De son étude du tambourinage au Ghana, il tire une longue œuvre nommée Drumming (1971), pour différentes percussions, sifflet, piccolo, et voix utilisées « instrumentalement ». Cette œuvre introduit des techniques nouvelles chez lui de changement graduel de timbre, et de « substitution progressive des temps aux pauses », et l'amène à abandonner les techniques de déphasage et sa conception antérieure de la composition comme développement d'un processus unique. Music for Mallet Instruments, Voices and Organ (1973), Music for 18 Musicians (1974-1976), Music for Large Ensemble (1978), Octuor (1979), Variations for Winds, Strings and Keyboard (1981) sont les étapes successives d'une évolution qui le mène à la fois vers un certain succès public, vers l'utilisation d'ensembles de plus en plus importants et différenciés dans leurs timbres, et vers l'emploi de structures musicales plus variées, inattendues, contrastées, colorées (jeu sur les timbres et sur des motifs beaucoup plus nombreux, utilisation, dans Music for 18 Musicians, au lieu d'un seul accord de base, d'un large « cantus firmus » harmonique de onze accords, etc.).
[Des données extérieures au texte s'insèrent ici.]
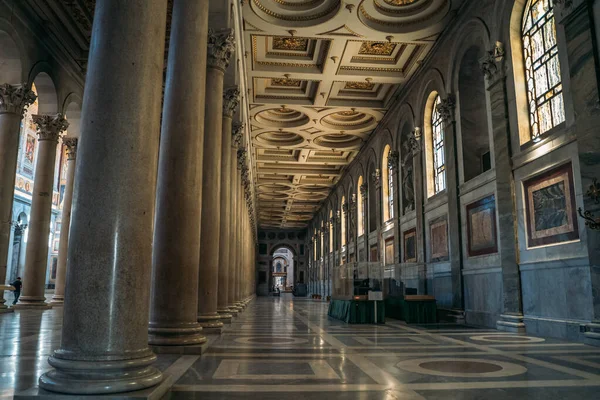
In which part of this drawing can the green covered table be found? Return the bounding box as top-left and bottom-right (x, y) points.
(327, 300), (385, 324)
(385, 296), (437, 324)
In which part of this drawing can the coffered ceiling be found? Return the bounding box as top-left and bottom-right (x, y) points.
(242, 0), (463, 228)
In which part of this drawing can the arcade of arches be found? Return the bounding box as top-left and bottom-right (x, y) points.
(0, 0), (600, 400)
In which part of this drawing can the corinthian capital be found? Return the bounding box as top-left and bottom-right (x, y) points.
(360, 183), (369, 199)
(223, 87), (240, 118)
(63, 137), (77, 160)
(33, 113), (69, 142)
(388, 150), (400, 171)
(437, 94), (456, 124)
(207, 29), (235, 71)
(0, 83), (37, 118)
(238, 148), (247, 170)
(479, 42), (506, 82)
(231, 124), (246, 149)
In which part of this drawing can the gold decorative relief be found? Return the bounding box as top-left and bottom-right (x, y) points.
(358, 42), (397, 56)
(383, 0), (417, 6)
(271, 78), (302, 87)
(273, 36), (308, 51)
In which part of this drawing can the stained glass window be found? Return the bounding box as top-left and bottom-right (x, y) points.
(523, 0), (565, 140)
(387, 165), (394, 219)
(431, 96), (446, 193)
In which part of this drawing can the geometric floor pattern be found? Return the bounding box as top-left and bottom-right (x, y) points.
(0, 296), (600, 400)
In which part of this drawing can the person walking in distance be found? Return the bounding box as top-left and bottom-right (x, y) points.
(11, 276), (23, 306)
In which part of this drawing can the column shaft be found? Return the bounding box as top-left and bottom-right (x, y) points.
(148, 0), (208, 346)
(39, 0), (167, 394)
(227, 125), (244, 313)
(15, 114), (69, 309)
(0, 84), (36, 313)
(217, 88), (240, 322)
(198, 30), (233, 333)
(51, 138), (77, 305)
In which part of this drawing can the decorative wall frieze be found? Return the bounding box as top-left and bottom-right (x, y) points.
(0, 83), (37, 118)
(479, 42), (506, 82)
(207, 29), (235, 71)
(33, 113), (69, 142)
(437, 93), (456, 124)
(223, 87), (241, 118)
(63, 137), (79, 160)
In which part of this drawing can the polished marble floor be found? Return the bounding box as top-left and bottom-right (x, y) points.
(0, 296), (600, 400)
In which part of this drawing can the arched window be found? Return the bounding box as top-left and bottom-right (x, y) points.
(381, 145), (394, 222)
(431, 95), (446, 194)
(356, 175), (365, 236)
(340, 196), (346, 247)
(521, 0), (565, 141)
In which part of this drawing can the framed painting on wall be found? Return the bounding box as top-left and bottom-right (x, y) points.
(404, 228), (417, 262)
(429, 216), (449, 262)
(467, 194), (498, 257)
(369, 244), (379, 262)
(523, 163), (579, 247)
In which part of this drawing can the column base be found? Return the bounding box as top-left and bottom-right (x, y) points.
(496, 314), (526, 333)
(39, 349), (163, 392)
(148, 323), (207, 347)
(217, 310), (233, 325)
(227, 306), (242, 317)
(0, 300), (15, 314)
(12, 296), (52, 310)
(198, 313), (223, 335)
(583, 321), (600, 346)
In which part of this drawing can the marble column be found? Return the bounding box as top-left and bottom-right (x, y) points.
(227, 124), (244, 315)
(198, 29), (234, 333)
(481, 43), (525, 333)
(358, 184), (369, 262)
(14, 114), (69, 309)
(384, 150), (401, 264)
(0, 83), (36, 313)
(38, 0), (167, 395)
(559, 0), (600, 346)
(148, 0), (208, 352)
(217, 88), (240, 323)
(50, 138), (77, 306)
(367, 168), (383, 262)
(438, 94), (465, 316)
(410, 127), (430, 294)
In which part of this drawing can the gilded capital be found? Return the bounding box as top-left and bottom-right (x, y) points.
(360, 183), (369, 199)
(237, 148), (247, 170)
(223, 87), (240, 118)
(388, 150), (400, 171)
(231, 124), (246, 149)
(207, 29), (235, 71)
(63, 137), (78, 160)
(479, 42), (506, 82)
(33, 113), (69, 142)
(0, 83), (37, 118)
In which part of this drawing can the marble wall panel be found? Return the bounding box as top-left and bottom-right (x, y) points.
(463, 270), (502, 328)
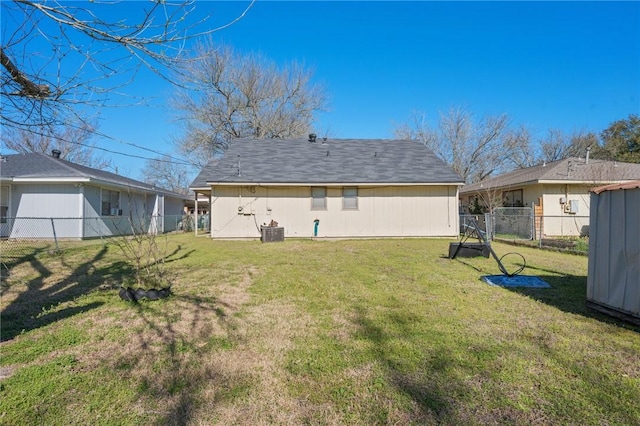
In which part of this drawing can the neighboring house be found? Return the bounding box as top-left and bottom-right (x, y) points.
(587, 180), (640, 325)
(0, 152), (185, 239)
(460, 157), (640, 236)
(191, 135), (463, 238)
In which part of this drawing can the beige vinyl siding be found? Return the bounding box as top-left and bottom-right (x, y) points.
(211, 185), (458, 238)
(543, 184), (591, 236)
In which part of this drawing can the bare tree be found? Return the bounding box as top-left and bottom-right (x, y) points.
(394, 107), (511, 182)
(0, 121), (111, 169)
(0, 0), (253, 132)
(142, 156), (191, 195)
(505, 127), (600, 168)
(175, 40), (326, 165)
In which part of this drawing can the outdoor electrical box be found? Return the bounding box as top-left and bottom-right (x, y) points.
(260, 226), (284, 243)
(565, 200), (580, 214)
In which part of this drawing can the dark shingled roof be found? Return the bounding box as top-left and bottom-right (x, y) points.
(0, 152), (186, 198)
(460, 157), (640, 195)
(191, 138), (463, 188)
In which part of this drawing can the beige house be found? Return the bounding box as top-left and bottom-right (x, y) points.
(460, 157), (640, 236)
(191, 135), (463, 238)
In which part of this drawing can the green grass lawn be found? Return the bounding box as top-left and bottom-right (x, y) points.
(0, 235), (640, 425)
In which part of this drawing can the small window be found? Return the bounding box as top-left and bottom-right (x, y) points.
(502, 189), (524, 207)
(101, 189), (120, 216)
(311, 186), (327, 210)
(342, 188), (358, 210)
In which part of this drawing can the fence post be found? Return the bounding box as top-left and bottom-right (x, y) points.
(51, 218), (60, 252)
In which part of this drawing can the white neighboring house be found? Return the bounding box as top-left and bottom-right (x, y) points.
(0, 152), (185, 239)
(460, 157), (640, 236)
(191, 135), (463, 238)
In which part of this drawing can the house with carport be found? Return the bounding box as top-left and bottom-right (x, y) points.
(0, 151), (185, 239)
(460, 156), (640, 236)
(191, 135), (463, 238)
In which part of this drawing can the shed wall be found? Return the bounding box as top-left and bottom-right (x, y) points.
(587, 189), (640, 318)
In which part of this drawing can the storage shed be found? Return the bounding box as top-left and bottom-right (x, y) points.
(587, 181), (640, 325)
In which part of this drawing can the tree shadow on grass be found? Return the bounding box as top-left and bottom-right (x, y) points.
(116, 293), (234, 425)
(0, 246), (131, 341)
(505, 266), (640, 332)
(355, 308), (468, 424)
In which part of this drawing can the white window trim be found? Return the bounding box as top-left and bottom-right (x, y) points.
(342, 186), (360, 211)
(100, 188), (122, 216)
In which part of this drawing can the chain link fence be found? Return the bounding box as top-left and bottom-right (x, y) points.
(460, 211), (589, 240)
(0, 215), (209, 269)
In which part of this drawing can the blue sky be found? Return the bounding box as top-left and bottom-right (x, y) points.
(2, 0), (640, 178)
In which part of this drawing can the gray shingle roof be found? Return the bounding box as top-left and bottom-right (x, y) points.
(460, 157), (640, 194)
(191, 138), (463, 188)
(0, 152), (185, 198)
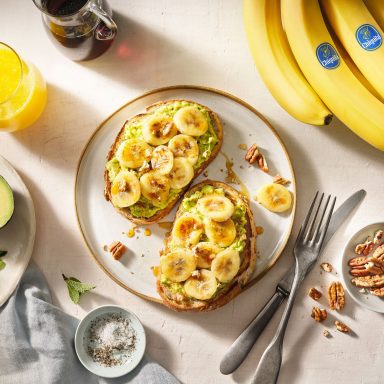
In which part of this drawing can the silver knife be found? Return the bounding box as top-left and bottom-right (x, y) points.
(220, 189), (366, 375)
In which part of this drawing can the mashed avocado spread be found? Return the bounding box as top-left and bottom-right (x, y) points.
(106, 101), (218, 218)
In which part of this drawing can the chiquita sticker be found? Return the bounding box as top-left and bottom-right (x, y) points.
(356, 24), (383, 51)
(316, 43), (340, 69)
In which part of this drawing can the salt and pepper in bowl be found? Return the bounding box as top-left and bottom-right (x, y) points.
(75, 305), (146, 377)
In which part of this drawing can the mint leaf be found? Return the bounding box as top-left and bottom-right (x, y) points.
(62, 274), (96, 304)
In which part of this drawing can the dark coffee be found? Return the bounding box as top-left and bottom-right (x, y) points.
(44, 0), (114, 61)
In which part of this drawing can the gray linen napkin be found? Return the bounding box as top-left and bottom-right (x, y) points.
(0, 263), (180, 384)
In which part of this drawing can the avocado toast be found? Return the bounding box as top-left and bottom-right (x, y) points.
(155, 180), (256, 311)
(104, 100), (223, 224)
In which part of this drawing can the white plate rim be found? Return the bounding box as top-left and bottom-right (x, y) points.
(341, 222), (384, 313)
(0, 155), (36, 308)
(74, 85), (297, 304)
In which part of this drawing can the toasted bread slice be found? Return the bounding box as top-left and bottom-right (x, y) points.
(156, 180), (256, 312)
(104, 100), (223, 224)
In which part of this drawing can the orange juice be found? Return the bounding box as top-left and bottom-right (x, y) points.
(0, 43), (47, 132)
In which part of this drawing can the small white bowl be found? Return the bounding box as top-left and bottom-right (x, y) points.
(75, 305), (146, 378)
(341, 223), (384, 313)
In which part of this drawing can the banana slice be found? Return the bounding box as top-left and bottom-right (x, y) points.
(140, 171), (170, 205)
(160, 249), (196, 283)
(168, 135), (199, 165)
(168, 157), (195, 189)
(116, 139), (152, 169)
(256, 183), (292, 212)
(173, 107), (208, 136)
(184, 269), (217, 300)
(172, 214), (204, 247)
(193, 241), (222, 268)
(211, 248), (240, 283)
(142, 115), (177, 145)
(196, 195), (235, 222)
(151, 145), (173, 175)
(111, 171), (141, 208)
(204, 218), (236, 248)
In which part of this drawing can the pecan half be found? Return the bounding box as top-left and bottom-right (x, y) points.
(328, 281), (345, 310)
(369, 287), (384, 297)
(245, 144), (269, 173)
(355, 237), (375, 256)
(273, 174), (290, 185)
(320, 263), (333, 272)
(372, 244), (384, 261)
(373, 229), (384, 245)
(351, 275), (384, 288)
(308, 288), (322, 301)
(311, 307), (327, 322)
(335, 320), (349, 333)
(108, 241), (126, 260)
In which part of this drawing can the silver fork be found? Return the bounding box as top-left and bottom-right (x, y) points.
(252, 192), (336, 384)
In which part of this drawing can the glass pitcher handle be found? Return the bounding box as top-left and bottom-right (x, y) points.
(90, 3), (117, 40)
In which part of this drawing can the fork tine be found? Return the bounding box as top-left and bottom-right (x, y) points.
(304, 193), (324, 241)
(297, 191), (319, 240)
(312, 195), (331, 241)
(318, 197), (336, 248)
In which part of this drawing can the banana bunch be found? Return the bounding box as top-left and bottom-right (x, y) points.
(243, 0), (384, 150)
(160, 194), (241, 300)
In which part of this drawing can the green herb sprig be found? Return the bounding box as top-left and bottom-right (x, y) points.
(62, 274), (96, 304)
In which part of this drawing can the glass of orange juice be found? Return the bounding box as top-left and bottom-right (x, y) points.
(0, 42), (47, 132)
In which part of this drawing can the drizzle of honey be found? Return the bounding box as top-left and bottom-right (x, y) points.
(157, 221), (173, 230)
(220, 152), (250, 200)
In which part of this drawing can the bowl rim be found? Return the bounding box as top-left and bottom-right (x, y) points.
(341, 221), (384, 313)
(73, 304), (147, 378)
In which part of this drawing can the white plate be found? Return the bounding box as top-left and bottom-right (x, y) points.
(0, 156), (36, 307)
(75, 86), (296, 302)
(341, 223), (384, 313)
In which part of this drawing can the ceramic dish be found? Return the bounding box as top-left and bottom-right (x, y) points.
(75, 86), (296, 302)
(0, 156), (36, 307)
(75, 305), (146, 378)
(341, 222), (384, 313)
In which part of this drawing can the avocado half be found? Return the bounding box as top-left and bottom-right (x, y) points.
(0, 176), (15, 228)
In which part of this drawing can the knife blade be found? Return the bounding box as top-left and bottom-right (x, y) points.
(220, 189), (366, 375)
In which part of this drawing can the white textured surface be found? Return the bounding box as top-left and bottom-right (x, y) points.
(0, 0), (384, 384)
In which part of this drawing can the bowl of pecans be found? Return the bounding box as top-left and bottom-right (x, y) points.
(75, 305), (146, 378)
(341, 222), (384, 313)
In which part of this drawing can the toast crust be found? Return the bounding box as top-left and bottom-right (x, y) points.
(104, 99), (223, 225)
(157, 180), (257, 312)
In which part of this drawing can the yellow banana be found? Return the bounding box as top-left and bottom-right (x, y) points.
(281, 0), (384, 151)
(320, 0), (384, 97)
(243, 0), (332, 125)
(364, 0), (384, 30)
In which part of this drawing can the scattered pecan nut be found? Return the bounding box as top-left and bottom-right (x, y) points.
(273, 174), (290, 185)
(311, 307), (327, 322)
(373, 229), (384, 245)
(328, 281), (345, 310)
(351, 275), (384, 288)
(320, 263), (333, 272)
(108, 241), (126, 260)
(308, 288), (322, 301)
(335, 320), (349, 333)
(245, 144), (269, 173)
(355, 237), (375, 256)
(372, 244), (384, 261)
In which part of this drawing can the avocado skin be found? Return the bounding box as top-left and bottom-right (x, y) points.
(0, 175), (15, 229)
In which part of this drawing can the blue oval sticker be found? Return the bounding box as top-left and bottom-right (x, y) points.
(356, 24), (383, 51)
(316, 43), (340, 69)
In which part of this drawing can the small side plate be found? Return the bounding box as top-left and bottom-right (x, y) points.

Sa musique est également marquée par sa redécouverte de la cantillation hébraïque (Tehillem [1981], pour trois voix de femme et ensemble instrumental, œuvre qui met en musique des textes tirés de psaumes bibliques très connus, comme le Psaume 19 et le Psaume 150).
La musique de Steve Reich s'impose par sa beauté apollinienne et rigoureuse, très dynamique cependant, et par la qualité de sa réalisation. Si, comme celle de Phil Glass, elle a été beaucoup imitée, elle est le fruit d'une grande indépendance d'esprit, notamment vis-à-vis de l'influence, grande aux États-Unis, de John Cage. Par rapport à ce dernier, Reich a toujours souhaité une musique très déterminée, mais qui ne soit pas pour autant une effusion personnelle (il s'agit, dit-il, de « détourner son attention du lui, du elle, du toi et du moi pour la projeter en dehors, à l'intérieur du ça »). Il cherche à créer une beauté objective, où l'homme trouve une certaine extase qui n'est pas sans résonances religieuses. En 1993 a été créé The Cave.